Un Château en Espagne – Isabelle DOVAL - 2006
Un petit film sur l'amitié. L'occasion de voir vieillir les belles Angela Molina et Anne Brochet, deux actrices qui m'ont beaucoup marqué.
6/20
« C'est un travail de Titanic »
« Vous essayez de me faire avaler des couleurs »

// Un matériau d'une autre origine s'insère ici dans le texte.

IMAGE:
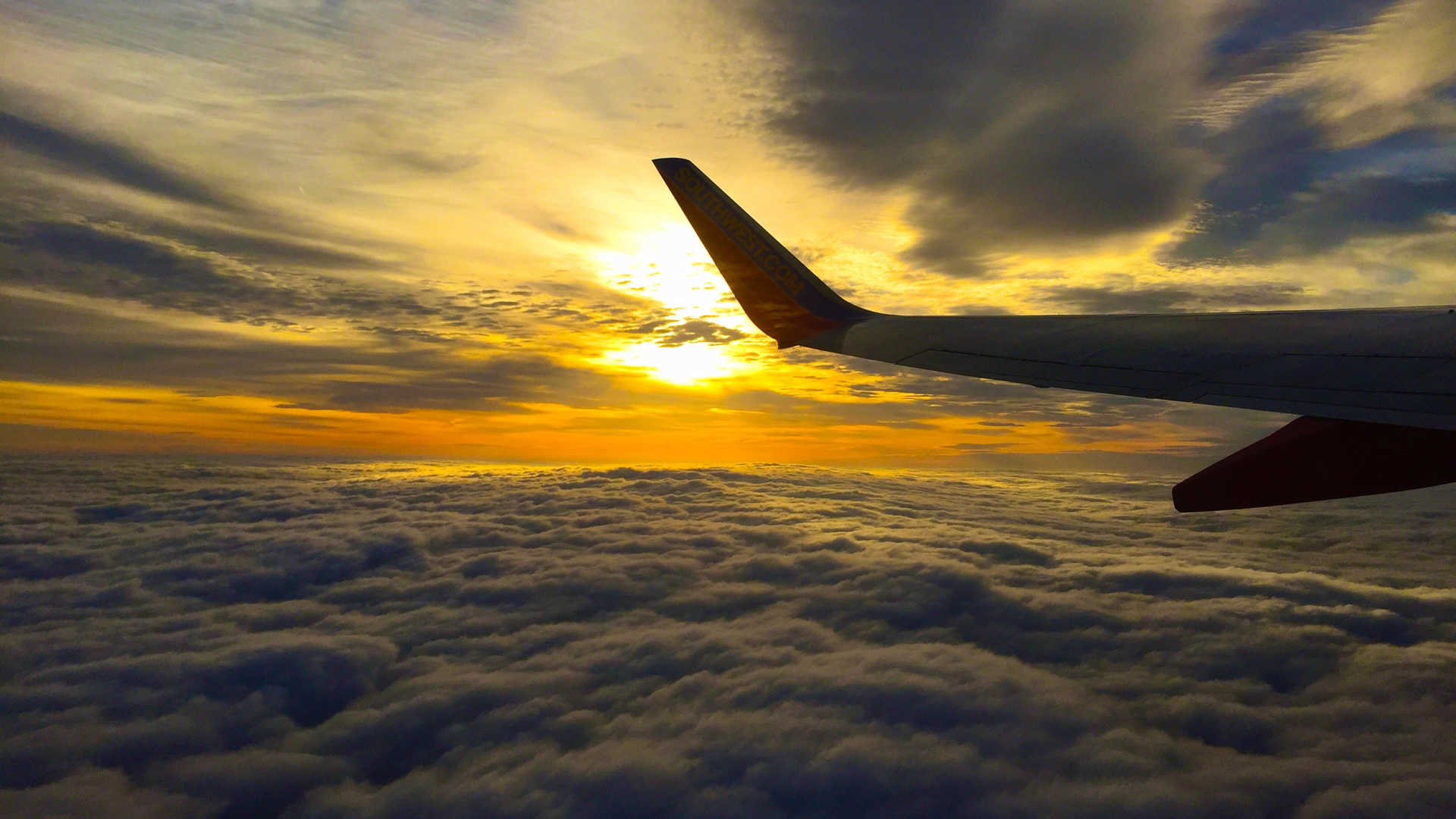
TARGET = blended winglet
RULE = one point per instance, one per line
(781, 297)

Bright Star – Jane CAMPION – 2009
L'actrice, Abbie Cornish, est très belle et très romantico-compatible. Bon, sinon le film est un peu de la grosse guimauve. Je me suis ennuyé. Pour moi le romantisme, ce n'est pas ça, ça ne prête pas à sourire.
7/20

Rosetta – Luc et Jean-Pierre DARDENNE – 1999
Un film en plans serrés. La première scène m'a d'ailleurs fait un peu peur, j'ai cru que ce serait tout le temps comme ça, serré et bousculé, mais après ça se calme. On suit donc le personnage de Rosetta dans son quotidien sordide, ses déboires. Je découvre enfin, après toutes ses années, le premier film d'Emilie Dequenne, comédienne que j'adore, et qui lui a valu le prix d'Interprétation à Cannes. Je m'attendais à un rôle sans doute plus hystérique ou plus dur, donc là en effet la prestation est remarquable, très juste, sans effets. Quant au film, Palme d'or, je trouve que c'est touchant, attachant, on est dans le vrai et le concret, pas du tout austère, mais à la place de quelques scènes répétitives j'aurais installé davantage de dialogues qui en diraient plus sur la jeune adolescente, ses rêves, son histoire, ce qu'elle pense. Du coup on assiste un peu au « Silence de Rosetta ». On parle peu chez les Dardenne, et je finirais peut-être par trouver ça un peu facile. Mais, j'avoue, c'est du vrai cinéma.
10/20

Two Lovers – James GRAY – 2008
Un film que je me gardais de côté depuis des années. Et que je voulais aimer. Mais non. J'en attendais sans doute beaucoup trop. Bon, je ne m'attendais pas non plus à une comédie romantique trop lisse, mais bien à un drame sentimental, mais là je suis resté en dehors du film tout du long, et ça m'a déplu. D'emblée je n'aime pas trop le héros, qui ignore la belle jeune fille brune simple et amoureuse de lui ( je me demande d'ailleurs pourquoi ) pour tenter de séduire la blonde compliquée et paumée qui se fiche de lui, pour au final sombrer dans l'hypocrisie sentimentale la plus abjecte. Il y a bien deux amoureux, comme le dit le titre, la jeune brune, qui n'est pas aimée - ou par défaut, ce qui est pire - et le héros, qui est aimé mais préfère en aimer une autre. La trame aurait donc pu me plaire. Les histoires d'amour qui se croisent et se ratent, espèrent et échouent, ça devait me parler et me toucher au plus profond. Mais, contrairement au film de la veille, à aucun moment je n'ai été saisi par la véracité du récit, dans une émotion sincère. Tout m'a semblé horriblement factice. Le héros fait tous les mauvais choix possibles, dans l'unique but de se ( et nous avec ) perdre dans une histoire triste et romantique, par pulsion auto-destructrice, comme son suicide raté du début. Je n'ai pas non plus ressenti de véritable sentiment amoureux, mais plutôt des pulsions fugaces, et rien de vraiment romantique et sincère, ni partagé. Que le négatif de la photo. Alors le film n'est pas mauvais en soi, mais le charme escompté n'a pas du tout opéré sur moi. Sans doute parce que je n'ai pas connu d'histoire d'amour depuis longtemps, parce que fût un temps où il m'aurait sans doute davantage parlé. Sans doute aussi parce que je me suis senti très loin du personnage, trop froid et fermé, fuyant, et que j'ai besoin de m'identifier. Tant pis. C'est mon côté salaud insensible qui doit prendre le dessus.
8/20

Mister Frost – Philippe SETBON – 1990
Un petit film tout naze qui sent les années 80 dans ce qu'elles ont de pire ( film tourné en anglais, réalisation à l'américaine, avec effets de lumières et split-screen, musique au synthétiseur toute moisie ). J'admets que le thème est intéressant et qu'il y a des dialogues bien tournés, mais le résultat est néanmoins très faible, et des plus risible.